Oh Tuhan, kenapa Kau harus mengirimkan seorang kakak yang begitu tampan padaku?
"Apa yang kau lihat?" tanya Jaeyun yang menyadari tatapanku mengarah padanya.
"Wajahmu" kataku cepat tanpa berpikir.
"Hah?"
"Ah, tidak-tidak, maksudku jalan, ya, jalan, hehe" aku kembali beralasan sambil menggaruk belakang kepalaku yang sama sekali tidak gatal.
"Kau pandai berbohong" katanya.
"He? Siapa bilang? Aku hanya beralasan" kataku yang bodohnya mengaku.
Jaeyun tertawa penuh kemenangan. Setelah itu, tak lagi berbicara, mulutku juga terdiam sekarang karena menahan malu.
...
"Nih" Jaeyun menyerahkan ku se-cone es krim rasa vanila.
Jaeyun membawaku ke tempat yang menampilkan laut lepas di depan sana.
"Terima kasih" kataku sambil menghias wajah dengan senyum.
Jaeyun duduk di sampingku.
"Kau tidak membeli es krim?" tanya ku yang memang tidak melihat es krim di tangannya.
"Aku tidak tertarik dengan es krim, aku hanya minum soda" katanya sambil menunjukkan sebuah kaleng soda padaku.
"Cukup satu" kataku yang langsung mengembalikkan pandangan ke laut.
"Itu permintaanmu? Baiklah, aku akan menyimpan yang lainnya" katanya yang ternyata membawa lebih dari satu kaleng soda.
Aku menoleh, dan langsung membelalak kaget.
"Kau benar-benar gila?"
"Aku berniat membaginya denganmu" katanya.
"Membaginya denganku? Tidak-tidak, terima kasih, aku masih memiliki susu vanila di rumah" kataku menolak mentah-mentah jawaban nya itu.
Jaeyun mencubit pipiku gemas.
"Dasar anak kecil"
Aku memanyunkan bibir, dan semakin mengundang tawa Jaeyun.
...
"Aku pulang" kataku sambil membuka pintu.
Di dalam aku di buat terkejut oleh botol-botol yang berserakan di atas meja.
"Jihyo?" aku memanggilnya.
Gadis itu tertidur dengan lelap dengan pipinya yang memerah.
"Jihyo!
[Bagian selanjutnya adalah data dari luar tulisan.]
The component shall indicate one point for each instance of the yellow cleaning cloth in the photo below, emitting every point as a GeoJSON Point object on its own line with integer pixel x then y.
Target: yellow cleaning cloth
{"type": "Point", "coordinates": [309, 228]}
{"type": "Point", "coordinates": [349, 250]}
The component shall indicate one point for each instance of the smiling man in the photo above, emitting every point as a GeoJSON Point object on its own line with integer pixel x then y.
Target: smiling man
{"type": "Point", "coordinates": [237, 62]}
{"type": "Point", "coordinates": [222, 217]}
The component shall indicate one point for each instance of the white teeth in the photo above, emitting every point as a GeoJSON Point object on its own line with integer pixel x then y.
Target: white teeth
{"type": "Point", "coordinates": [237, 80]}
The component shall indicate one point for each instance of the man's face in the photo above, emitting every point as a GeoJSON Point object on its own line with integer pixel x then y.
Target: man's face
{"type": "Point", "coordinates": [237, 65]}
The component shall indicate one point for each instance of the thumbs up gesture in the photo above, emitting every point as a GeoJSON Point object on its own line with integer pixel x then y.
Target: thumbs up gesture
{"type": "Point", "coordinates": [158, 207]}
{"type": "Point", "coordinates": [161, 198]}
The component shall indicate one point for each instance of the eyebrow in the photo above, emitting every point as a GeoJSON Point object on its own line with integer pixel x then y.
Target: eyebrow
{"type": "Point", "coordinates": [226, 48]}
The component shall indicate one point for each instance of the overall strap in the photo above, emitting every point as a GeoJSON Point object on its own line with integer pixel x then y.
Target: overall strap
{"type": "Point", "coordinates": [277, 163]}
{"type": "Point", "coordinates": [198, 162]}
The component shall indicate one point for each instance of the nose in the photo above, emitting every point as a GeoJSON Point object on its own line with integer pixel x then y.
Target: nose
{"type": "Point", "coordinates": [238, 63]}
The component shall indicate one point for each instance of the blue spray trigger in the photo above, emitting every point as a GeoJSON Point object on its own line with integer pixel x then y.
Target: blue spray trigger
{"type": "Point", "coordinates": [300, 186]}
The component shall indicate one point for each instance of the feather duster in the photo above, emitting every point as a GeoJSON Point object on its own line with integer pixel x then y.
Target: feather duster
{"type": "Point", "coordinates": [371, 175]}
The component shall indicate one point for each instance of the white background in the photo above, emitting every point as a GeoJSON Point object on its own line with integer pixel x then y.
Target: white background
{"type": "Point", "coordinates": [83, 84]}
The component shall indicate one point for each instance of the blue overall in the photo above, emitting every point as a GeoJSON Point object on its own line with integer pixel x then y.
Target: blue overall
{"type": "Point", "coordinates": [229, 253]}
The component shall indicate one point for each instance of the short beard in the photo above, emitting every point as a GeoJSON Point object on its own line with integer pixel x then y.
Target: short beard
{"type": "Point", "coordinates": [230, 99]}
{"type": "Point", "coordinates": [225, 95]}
Jihyo! Y!" aku mengomel sambil menampar-nampar pipinya pelan agar mau bangun.
"Yoonji-aa..." panggilan melarat seorang pemabuk Jihyo terdengar.
"Apa eoh?"
"Seung Cheol" nama lelaki itu yang pernah singgah di hidupnya terdengar olehku.
"Untuk apa kau memanggil namanya? Kau merindukan nya?" aku memastikan dengan nada kesal.
Jihyo terduduk, dan menarikku untuk duduk di sampingnya.
"Seung Cheol" terus saja dia memanggil nama itu.
Tiba-tiba Jihyo memelukku.
"Ya! Jangan memelukku, kau bau alkohol tau!" ku singkirkan tangan itu, dan kembali membuatnya tertidur di sofa.
Aku berdiri.
"Oppa! Bawa dia ke kamar, aku akan membersihkan tempat ini dulu" perintahku yang mulai mengumpulkan lima botol yang ada.
Padahal Jihyo belum sepenuhnya bisa bebas minum begitu saja, tapi kenapa dia berani sekali minum lima botol ini? Aku bergidik.
Jaeyun datang, dan langsung membawa Jihyo ke kamar. Setelah itu Jaeyun kembali ke kamarku, dan menutup pintunya.